For sgRNA expression, nCas9-UGI-2A-EGFP cassette in EF1alpha-PX461 vector was replaced with UGI-2A-mcherry cassette to generate U6-sgRNA-EF1apha-UGI-T2A-mCherry. Oligonucleotides for sgRNAs (sgRNA sequences are listed in Supplementary Table 1) were annealed and inserted into BsaI-linearized pU6-sgRNA-EF1alpha-UGI-2A-mcherry to generate specific sgRNA expression vector.

All subcloning experiments were done using TOP10 competent cells (Tiangen Biotech, Beijing, China)

Flow cytometry

GFP/mCherry double-positive cells were isolated using a Moflo XDP (Beckman Coulter). In brief, Transfected HEK293T cells were washed with PBS buffer (ThermoFisher Scientific), and digested using 0.05% Trypsin (Gibco) for about 2-3 min. Then culture medium was added to inactivate trypsin and cell suspensions were collected. After centrifugation, cell pellet was resuspended using 200–250 μL PBS for fluorescence-activated cell sorting (FACS) process.

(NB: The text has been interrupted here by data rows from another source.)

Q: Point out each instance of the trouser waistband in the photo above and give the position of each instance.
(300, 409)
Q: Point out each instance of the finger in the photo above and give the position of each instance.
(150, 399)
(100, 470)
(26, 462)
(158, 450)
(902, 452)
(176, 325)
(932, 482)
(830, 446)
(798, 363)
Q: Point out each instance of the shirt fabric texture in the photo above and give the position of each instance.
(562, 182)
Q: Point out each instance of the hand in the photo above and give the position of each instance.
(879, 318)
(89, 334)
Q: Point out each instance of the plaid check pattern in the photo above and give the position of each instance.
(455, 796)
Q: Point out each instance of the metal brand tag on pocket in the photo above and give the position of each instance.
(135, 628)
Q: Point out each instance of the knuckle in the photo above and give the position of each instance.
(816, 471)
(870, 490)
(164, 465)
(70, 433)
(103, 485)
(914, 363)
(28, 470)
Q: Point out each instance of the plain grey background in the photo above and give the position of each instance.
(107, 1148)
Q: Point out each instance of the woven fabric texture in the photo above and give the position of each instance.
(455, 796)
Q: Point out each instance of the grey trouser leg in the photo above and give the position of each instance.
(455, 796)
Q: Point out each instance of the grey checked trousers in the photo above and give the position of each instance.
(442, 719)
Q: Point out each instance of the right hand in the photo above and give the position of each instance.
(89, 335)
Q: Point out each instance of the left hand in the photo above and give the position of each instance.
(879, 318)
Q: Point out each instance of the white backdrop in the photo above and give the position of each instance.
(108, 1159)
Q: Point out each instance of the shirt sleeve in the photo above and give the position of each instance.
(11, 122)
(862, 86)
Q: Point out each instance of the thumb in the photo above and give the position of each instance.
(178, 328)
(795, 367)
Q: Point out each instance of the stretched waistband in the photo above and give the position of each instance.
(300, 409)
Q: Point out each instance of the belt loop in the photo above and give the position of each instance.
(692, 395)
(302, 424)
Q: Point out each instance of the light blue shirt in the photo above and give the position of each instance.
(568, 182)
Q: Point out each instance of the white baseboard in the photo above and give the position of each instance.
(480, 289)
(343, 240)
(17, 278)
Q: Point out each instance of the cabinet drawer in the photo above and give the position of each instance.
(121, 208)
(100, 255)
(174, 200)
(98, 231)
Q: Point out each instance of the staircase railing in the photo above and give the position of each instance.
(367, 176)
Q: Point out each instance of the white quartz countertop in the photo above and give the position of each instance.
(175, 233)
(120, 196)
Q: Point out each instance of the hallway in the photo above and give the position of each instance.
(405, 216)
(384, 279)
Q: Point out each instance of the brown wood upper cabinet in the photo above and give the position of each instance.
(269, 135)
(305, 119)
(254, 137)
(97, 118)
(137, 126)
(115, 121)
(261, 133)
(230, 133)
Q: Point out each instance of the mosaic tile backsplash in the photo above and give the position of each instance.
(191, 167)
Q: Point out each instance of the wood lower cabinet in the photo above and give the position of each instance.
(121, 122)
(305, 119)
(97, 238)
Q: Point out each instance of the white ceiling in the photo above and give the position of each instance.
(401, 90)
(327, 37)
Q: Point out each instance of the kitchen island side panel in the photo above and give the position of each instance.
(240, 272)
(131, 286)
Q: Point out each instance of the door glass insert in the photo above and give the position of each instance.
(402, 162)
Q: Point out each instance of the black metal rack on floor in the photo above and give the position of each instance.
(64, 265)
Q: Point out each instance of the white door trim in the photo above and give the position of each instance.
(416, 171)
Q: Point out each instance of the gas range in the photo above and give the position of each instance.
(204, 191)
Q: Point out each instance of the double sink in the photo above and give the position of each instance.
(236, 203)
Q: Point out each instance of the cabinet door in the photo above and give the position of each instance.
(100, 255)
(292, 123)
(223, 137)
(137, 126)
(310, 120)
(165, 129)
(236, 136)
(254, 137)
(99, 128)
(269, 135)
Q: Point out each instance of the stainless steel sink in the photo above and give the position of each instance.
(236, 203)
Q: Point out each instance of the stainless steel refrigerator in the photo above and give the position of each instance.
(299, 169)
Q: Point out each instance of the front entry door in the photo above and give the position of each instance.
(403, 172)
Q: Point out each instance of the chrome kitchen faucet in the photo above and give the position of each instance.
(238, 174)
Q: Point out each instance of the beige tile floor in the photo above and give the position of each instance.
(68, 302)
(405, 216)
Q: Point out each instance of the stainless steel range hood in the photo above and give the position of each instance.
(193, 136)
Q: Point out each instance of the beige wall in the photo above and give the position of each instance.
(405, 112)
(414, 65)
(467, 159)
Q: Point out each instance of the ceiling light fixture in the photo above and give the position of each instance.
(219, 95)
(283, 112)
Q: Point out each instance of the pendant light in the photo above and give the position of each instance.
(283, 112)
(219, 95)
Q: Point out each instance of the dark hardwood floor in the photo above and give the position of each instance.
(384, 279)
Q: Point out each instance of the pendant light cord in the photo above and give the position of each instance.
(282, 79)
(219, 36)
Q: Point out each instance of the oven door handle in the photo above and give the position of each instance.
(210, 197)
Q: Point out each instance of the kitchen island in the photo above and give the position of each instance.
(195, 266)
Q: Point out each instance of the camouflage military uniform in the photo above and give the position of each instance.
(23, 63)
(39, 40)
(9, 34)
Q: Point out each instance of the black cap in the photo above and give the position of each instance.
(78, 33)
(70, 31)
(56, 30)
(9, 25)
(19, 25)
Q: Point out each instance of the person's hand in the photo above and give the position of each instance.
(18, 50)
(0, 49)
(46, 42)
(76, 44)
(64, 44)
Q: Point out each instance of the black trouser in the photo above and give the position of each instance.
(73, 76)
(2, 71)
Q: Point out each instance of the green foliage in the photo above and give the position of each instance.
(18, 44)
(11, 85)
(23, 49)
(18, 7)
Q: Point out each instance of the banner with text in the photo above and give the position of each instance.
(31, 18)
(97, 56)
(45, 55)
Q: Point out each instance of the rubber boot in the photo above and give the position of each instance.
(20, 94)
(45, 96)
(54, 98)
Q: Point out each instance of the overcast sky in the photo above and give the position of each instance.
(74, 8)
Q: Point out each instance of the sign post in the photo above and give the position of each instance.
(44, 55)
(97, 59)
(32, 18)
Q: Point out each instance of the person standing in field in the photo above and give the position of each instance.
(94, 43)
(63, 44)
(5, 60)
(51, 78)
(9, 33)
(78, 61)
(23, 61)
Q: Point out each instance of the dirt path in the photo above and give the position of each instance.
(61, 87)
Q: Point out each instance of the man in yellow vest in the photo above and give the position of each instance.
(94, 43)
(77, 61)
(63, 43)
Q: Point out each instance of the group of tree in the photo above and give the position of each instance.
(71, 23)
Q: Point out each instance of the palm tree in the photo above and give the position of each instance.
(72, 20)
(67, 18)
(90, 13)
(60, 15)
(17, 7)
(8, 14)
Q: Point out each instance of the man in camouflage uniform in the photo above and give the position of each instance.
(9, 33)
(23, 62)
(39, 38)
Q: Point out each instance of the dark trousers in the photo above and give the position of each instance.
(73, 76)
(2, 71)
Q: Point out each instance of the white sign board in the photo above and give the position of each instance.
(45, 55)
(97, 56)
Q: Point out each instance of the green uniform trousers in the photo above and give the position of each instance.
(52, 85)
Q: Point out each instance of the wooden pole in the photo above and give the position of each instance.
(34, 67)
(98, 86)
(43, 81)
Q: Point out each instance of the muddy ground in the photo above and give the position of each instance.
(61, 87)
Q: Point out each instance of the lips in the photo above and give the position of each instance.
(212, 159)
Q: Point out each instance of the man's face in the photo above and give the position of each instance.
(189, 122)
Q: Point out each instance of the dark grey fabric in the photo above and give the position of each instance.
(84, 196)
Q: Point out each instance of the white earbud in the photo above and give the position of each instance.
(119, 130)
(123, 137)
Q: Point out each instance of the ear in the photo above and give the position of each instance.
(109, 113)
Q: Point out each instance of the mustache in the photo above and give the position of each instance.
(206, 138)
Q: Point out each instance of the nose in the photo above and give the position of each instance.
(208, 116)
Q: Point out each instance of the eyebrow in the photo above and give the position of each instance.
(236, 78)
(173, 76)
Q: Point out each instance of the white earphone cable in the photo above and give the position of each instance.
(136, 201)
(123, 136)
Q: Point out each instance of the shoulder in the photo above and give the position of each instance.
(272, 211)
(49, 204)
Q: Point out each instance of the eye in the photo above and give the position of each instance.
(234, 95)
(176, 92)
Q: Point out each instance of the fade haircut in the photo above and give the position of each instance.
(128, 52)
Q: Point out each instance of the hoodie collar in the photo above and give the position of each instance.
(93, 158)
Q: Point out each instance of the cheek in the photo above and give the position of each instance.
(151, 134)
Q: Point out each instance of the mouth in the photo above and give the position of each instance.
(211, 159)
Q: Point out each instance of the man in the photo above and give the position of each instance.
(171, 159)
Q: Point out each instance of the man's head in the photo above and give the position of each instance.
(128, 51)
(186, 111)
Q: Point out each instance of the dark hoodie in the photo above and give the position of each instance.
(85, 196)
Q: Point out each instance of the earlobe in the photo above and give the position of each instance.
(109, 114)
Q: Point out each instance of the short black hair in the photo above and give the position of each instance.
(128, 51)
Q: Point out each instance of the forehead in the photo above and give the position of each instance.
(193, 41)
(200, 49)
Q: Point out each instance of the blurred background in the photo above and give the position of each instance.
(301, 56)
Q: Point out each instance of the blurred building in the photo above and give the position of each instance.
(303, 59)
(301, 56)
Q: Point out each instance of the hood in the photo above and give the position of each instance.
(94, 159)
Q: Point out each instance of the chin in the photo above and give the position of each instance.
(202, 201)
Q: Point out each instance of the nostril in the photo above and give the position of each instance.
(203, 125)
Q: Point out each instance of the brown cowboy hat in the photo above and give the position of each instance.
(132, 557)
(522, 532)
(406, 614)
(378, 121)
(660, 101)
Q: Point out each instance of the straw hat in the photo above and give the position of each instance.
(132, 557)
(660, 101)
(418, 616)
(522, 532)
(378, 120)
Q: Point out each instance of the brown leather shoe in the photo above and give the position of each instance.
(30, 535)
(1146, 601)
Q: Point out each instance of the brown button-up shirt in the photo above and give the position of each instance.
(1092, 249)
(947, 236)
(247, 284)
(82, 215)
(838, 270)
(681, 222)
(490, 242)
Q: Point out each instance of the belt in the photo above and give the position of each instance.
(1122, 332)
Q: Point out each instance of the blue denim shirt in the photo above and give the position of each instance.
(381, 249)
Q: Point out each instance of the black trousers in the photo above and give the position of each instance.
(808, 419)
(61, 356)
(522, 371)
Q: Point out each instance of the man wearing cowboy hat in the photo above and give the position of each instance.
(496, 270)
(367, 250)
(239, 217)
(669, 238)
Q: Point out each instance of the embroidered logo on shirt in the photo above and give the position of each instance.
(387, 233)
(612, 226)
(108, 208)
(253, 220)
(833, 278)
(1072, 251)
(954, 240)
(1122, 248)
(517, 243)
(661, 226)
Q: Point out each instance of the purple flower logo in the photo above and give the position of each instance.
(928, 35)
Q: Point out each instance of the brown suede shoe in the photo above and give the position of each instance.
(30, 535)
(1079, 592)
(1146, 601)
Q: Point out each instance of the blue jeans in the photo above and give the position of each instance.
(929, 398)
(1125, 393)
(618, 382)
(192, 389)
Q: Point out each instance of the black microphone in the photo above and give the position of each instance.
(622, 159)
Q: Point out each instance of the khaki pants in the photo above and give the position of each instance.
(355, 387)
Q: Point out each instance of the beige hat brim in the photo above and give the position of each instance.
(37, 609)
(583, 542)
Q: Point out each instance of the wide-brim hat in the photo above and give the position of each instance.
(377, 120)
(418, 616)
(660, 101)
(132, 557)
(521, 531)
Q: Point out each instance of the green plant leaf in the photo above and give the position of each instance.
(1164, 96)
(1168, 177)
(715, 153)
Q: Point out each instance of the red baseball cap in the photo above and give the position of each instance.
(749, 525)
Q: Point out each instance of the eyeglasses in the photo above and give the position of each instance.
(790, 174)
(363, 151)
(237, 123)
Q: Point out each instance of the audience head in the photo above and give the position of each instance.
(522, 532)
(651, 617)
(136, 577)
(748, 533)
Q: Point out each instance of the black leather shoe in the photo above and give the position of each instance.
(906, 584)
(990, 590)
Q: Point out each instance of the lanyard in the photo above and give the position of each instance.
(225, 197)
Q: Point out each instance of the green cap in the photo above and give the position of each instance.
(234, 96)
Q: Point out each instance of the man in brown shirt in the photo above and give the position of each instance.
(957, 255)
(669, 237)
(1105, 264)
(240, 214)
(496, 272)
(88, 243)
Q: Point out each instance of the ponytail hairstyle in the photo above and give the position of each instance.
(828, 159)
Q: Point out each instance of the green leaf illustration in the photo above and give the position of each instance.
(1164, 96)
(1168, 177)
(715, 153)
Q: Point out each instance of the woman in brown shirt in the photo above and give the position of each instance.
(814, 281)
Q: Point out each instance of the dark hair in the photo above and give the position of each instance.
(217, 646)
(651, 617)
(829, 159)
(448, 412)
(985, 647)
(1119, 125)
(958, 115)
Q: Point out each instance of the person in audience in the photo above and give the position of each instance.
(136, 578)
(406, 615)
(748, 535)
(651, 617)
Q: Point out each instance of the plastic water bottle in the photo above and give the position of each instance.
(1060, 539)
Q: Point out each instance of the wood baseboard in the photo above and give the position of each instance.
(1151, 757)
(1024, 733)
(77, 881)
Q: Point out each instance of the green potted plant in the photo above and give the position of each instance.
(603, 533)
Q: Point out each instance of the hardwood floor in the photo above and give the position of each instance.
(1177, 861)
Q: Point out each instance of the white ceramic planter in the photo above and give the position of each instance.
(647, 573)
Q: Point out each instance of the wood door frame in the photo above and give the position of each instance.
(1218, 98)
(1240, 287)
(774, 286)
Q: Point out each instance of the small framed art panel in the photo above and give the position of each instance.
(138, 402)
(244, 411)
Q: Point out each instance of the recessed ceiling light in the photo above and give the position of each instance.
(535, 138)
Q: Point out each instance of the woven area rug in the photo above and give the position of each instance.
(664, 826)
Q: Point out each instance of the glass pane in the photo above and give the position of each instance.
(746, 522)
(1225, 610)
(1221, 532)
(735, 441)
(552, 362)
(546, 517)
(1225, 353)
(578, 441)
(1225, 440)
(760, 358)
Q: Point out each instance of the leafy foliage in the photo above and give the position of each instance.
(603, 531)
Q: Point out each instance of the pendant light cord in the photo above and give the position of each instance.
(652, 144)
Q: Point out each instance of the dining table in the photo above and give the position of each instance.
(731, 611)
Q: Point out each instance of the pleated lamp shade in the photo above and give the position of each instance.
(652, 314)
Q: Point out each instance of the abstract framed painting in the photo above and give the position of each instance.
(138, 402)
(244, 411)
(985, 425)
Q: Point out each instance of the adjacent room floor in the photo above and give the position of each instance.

Positive cells were sorted into 200 μL lysis buffer (10 mM Tris-HCl, pH 8.8, 5 mM EDTA, 0.2% SDS, 0.2 M NaCl, 25 μg/mL Proteinase K (Calbiochem)) for subsequent genome DNA isolation.

Sanger sequencing and analysis using EditR

PCR primers about 150bp upstream and downstream of on-target sites were designed and synthesized (Genescript). Then PCR amplification was performed using ~200 ng genomic DNA each with Takara LA Taq. Then sanger sequencing was performed (Shanghai Majorbio Bio-Pharm Technology) and results were quantified using EditR35.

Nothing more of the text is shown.